DeviantArt du photographe RickB. : https://rickb500.deviantart.com/ Pour acheter un exemplaire du portfolio, écrire à cette adresse email : rickB@arcor.de

Sans sommeil

 

Sous les draps dans mon lit douillet,

Sans cesse, en mon cœur d’homme, ma douleur est.

Car, je n’ai de cesse, ne fut-ce qu’une seconde, de penser à toi.

Depuis ce jour où tu as réussi à mettre mon cœur en émoi.

 

Tu m’avais en ce jour tant impressionné,

Dès que de ta beauté mystérieuse, j’ai pu admirer.

Et que dire de ton regard envoûtant qui m’a ensorcelé?

Dès l’instant où tu avais répondu à mes salutations un peu gênées.

 

Gente dame venue du pays du Rhin,

Tu hantes mes humbles pensées dès le matin,

Dès que j’ouvre mes yeux, près de moi, je te perçois.

Dès mes premiers pas, ta silhouette gracieuse, j’aperçois.

 

Oui, en mon âme esseulée, je le sais trop bien.

Mon imagination débordante me joue des tours bien vilains,

Toute la journée, je revis le moment où je t’ai rencontrée.

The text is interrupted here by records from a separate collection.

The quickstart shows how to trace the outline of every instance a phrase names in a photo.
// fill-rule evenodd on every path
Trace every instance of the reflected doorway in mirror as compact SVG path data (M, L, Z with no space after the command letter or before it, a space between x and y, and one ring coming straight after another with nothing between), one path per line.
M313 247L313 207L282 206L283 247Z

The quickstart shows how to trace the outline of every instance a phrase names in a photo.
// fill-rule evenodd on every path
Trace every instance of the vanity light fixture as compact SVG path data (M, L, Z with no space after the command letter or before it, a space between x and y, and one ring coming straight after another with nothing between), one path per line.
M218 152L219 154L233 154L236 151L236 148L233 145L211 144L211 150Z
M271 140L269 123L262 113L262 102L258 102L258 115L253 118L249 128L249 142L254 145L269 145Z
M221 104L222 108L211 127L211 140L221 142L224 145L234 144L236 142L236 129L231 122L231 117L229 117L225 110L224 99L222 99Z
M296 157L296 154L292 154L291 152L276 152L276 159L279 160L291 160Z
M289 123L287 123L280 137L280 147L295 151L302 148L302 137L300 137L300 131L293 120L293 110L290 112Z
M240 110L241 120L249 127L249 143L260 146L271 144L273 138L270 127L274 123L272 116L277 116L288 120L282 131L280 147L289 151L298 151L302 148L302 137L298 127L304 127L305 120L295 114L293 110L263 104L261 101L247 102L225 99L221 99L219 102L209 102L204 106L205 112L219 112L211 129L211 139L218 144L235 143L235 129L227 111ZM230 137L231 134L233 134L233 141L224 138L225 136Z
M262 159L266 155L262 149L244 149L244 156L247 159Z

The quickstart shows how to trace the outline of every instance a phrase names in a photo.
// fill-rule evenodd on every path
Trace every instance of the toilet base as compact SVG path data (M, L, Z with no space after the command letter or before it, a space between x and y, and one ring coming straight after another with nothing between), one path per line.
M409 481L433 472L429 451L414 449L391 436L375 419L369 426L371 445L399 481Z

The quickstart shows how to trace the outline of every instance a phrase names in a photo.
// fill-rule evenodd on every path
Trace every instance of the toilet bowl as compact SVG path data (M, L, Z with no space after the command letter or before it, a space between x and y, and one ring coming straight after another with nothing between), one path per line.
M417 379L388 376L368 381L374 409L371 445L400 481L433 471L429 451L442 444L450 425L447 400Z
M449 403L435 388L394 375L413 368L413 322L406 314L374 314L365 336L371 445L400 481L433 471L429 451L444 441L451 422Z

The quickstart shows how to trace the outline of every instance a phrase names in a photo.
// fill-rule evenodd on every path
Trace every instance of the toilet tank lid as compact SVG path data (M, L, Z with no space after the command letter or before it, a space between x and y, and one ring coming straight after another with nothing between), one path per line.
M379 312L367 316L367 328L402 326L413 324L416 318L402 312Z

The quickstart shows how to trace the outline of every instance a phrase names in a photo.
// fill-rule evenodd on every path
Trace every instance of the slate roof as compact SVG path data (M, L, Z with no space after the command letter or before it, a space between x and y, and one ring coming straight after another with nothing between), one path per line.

Tes paroles sagement, je les avais savourées jusqu’à satiété.

 

J’ignore comment te le dire,

Sans avoir sur mes lèvres un sourire,

Car ce coup de foudre a fait de ma vie une merveille,

Et de mes nuits peuplées de fantasmes, je suis sans sommeil.

 

De

 

Rolland Jr St-Gelais

Québec (Québec)

Canada

La fête sera bientôt finie

La fête sera bientôt finie Poème par Rolland Jr St-Gelais Photo par Gb62da d’Allemagne Source : https://www.deviantart.com/gb62da/art/The-party-is-over-865756527

La fête sera bientôt finie

 

C’est déjà le deux de janvier,

Il me semble que je venais juste d’arriver,

Tu avais apprêté un mets tellement somptueux,

Et ton corps de déesse parfumé d’un arôme luxueux.

 

Avec un verre de vin à la main,

En te chantant un air de mon pays lointain,

Dans le bain chaud en silence je t’ai accompagnée,

Car rien ne nous donne autant de bonheur que de nous caresser.

 

Verre de vin rouge,

Tout autour de nous, bouge,

Nous laissant aller à l’extase de cet instant,

Je voyais dans tes yeux la beauté du firmament.

 

J’étais ton amoureux,

Tu étais celle envoyée par les cieux,

Comme ce premier jour fut si merveilleux,

Car cette nuit était réservée que pour nous deux.

 

Moment exquis digne du paradis,

Que même les anges dans le ciel nous envient,

Allez mon amour ! Profitons de chaque baiser, de chaque étreinte.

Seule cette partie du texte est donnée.